Tomei a iniciativa de dialogar com as provocações benéficas de Marcão Pinar, que publicou no grupo Religiosos de Esquerda o texto abaixo:

” Aos companheiros Espíritas Kardecistas

Venho percebendo pelas mídias sociais uma disputa de hegemonia que busque levar ao Espiritismo um discurso progressista como da origem da sua doutrina e sua matriz idealizadora que é o Cristianismo Primitivo.


Já temos vários grupos que se identificam, que poderíamos enxergar a similaridade com a Teologia da Libertação, que fez e faz sua disputa de hegemonia contra setores conservadores que muitas vezes se distânciam do Cristo.


Temos no Espiritismo hoje uma figura” ilustre” Divaldo Pereira Franco que defende esse governo, que defende Moro como “Emannuel” reencarnado.


Mesmo com números apresentando que a diferença de votos em Bolsonaro não foi tão maior do que em Haddad, sinto companheiros espíritas se distanciando das casas por esta influencia reacionária nas casas espíritas.


A minha provocação é o que fazer? O que está sendo feito para disputarmos de uma forma humanística nossa interpretação do Kardecismo e do Cristianismo Primitivo?


Com o ninguém solta a mão de ninguém, quais caminhos? Nos reconhecermos nas casas? Nos aproximarmos e nos reconhecermos como grupo?


Montar casas com a leitura nova mais à esquerda progressista?
Qual seria a literatura espírita de esquerda já existente?
A ideia desta postagem é um começo de uma troca de idéias. ” Link

A percepção que nosso amigo Marcão Pinar teve a partir dos posicionamentos de espíritas à esquerda ou progressistas, nas mídias sociais foi a de que existe uma disputa por hegemonia no seio do movimento espírita brasileiro.

Estará correta esta interpretação? Ou ainda existe em nós o pudor da luta política?

De minha parte, achei deveras interessante tal leitura. Pois o gérmen da negação da legitimidade de ser um espírita político foi plantado no fundo da identidade cristã/religiosa da maioria de nós. E tal desenlace não é fácil de consumar.

Por outro lado, esta luta por uma hegemonia doutrinária progressista, não prevê ocupação de cargos, nem referências escalonadas, mas simplesmente o retorno à origem do Espiritismo, algo que segundo nosso amigo de diálogo, aproxima a doutrina livre de dogmas do Cristianismo Primitivo.

De cá, eu cismo e me delicio com esta proposta.

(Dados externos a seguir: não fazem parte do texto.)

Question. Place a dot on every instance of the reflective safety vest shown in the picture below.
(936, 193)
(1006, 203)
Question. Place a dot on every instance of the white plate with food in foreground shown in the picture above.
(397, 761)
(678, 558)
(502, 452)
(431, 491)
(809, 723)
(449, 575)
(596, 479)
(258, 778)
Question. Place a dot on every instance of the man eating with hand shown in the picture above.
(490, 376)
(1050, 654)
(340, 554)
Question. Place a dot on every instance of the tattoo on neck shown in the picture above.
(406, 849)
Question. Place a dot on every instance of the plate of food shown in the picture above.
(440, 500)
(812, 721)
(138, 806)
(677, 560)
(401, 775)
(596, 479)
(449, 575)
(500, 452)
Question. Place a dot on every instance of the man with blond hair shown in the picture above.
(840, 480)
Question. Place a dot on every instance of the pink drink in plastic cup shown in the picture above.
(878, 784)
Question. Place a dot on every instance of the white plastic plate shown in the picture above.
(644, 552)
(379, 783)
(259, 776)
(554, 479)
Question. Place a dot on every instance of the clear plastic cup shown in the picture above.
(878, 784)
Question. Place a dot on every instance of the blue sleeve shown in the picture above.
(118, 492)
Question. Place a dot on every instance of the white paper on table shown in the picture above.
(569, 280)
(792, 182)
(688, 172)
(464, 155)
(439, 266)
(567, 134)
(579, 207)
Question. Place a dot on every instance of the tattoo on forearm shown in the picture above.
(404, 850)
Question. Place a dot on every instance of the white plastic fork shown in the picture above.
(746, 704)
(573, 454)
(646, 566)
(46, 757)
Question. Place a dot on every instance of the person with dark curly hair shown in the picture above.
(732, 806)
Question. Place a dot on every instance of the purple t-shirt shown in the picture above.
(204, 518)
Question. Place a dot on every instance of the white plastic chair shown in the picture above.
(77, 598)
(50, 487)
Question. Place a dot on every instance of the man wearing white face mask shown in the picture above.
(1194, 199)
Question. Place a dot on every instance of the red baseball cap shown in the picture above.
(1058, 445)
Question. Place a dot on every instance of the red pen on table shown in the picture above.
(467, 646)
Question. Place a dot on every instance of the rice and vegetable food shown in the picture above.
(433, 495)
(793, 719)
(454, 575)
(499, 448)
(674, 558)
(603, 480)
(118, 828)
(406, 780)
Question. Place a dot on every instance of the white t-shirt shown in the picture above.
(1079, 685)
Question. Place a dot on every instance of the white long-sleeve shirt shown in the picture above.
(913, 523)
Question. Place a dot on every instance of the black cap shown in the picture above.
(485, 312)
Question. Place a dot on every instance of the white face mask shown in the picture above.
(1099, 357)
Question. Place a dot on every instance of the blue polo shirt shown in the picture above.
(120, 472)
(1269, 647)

Talvez muitos de nós não faça ainda tal associação, mesmo quando veste a identidade política progressista com inclinações kardecianas, socialistas, avançadas em pontos nevrálgicos da mentalidade conservadora.

O Cristianismo Primitivo é inspirador em sua base de amor e desapego, fidelidade ao céu comum, e atravessou a cronologia secular como resistência, referência, inspirando mártires e ativistas ao longo da história.

A meu ver, muitos diálogos ainda precisam acontecer para que tantos elementos possam ser reunidos, neste mosaico tão novo quanto antigo, revelando que a insubmissão aos padrões pode ter partículas de energias celestiais, materializando caminhos de renovação neste rincão terreno, que por tantos motivos parece perdido no eco da cosmologia, mas não está, nunca esteve.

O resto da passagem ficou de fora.